Viewed as a solution to an extremely complex constraint problem, that is simply amazing. And far beyond human capabilities on this dimension.
You are right that the process involves predicting words from training data. But you can still make training data focused on passing these tests. Adding millions of test questions to all of these to optimize for answering test questions is perfectly doable when you have the resources OpenAI has.
A strong hint to what they focused on in their training process is what metrics they used in their marketing of the model. You should always bet on models being optimized to perform on whatever metrics they themselves give you when they market the model. Look at the gpt-4 announcement, what metrics did they market? So what metrics should we expect they optimized the model for?

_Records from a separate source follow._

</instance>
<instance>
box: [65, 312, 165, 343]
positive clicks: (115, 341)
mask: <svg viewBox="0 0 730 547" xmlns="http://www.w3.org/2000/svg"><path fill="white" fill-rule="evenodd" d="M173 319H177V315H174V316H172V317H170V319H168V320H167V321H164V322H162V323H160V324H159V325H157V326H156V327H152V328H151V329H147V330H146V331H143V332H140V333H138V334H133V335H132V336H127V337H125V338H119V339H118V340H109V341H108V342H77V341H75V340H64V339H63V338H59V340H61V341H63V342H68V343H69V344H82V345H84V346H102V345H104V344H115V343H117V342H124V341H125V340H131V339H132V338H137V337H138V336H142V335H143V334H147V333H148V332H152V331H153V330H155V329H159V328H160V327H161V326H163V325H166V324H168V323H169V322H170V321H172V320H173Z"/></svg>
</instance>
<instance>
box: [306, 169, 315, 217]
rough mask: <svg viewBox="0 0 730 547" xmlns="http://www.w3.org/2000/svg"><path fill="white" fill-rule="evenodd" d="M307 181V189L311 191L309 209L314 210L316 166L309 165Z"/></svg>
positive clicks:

Exam results are the first metric they mentions, so exams was probably one of their top priorities when they trained gpt-4.
Yes, absolutely. They can adjust performance priorities.
By the relative mix of training data, additional fine tuning training phases, and/or pre-prompts that give the model extra guidance relative to particular task types.
Your conclusion doesn't follow from your premise.
None of these models are trained to do their best on any kind of test. They're just trained to predict the next word. The fact that they do well at all on tests they haven't seen is miraculous, and demonstrates something very akin to reasoning. Imagine how they might do if you actually trained them or something like them to do well on tests, using something like RL.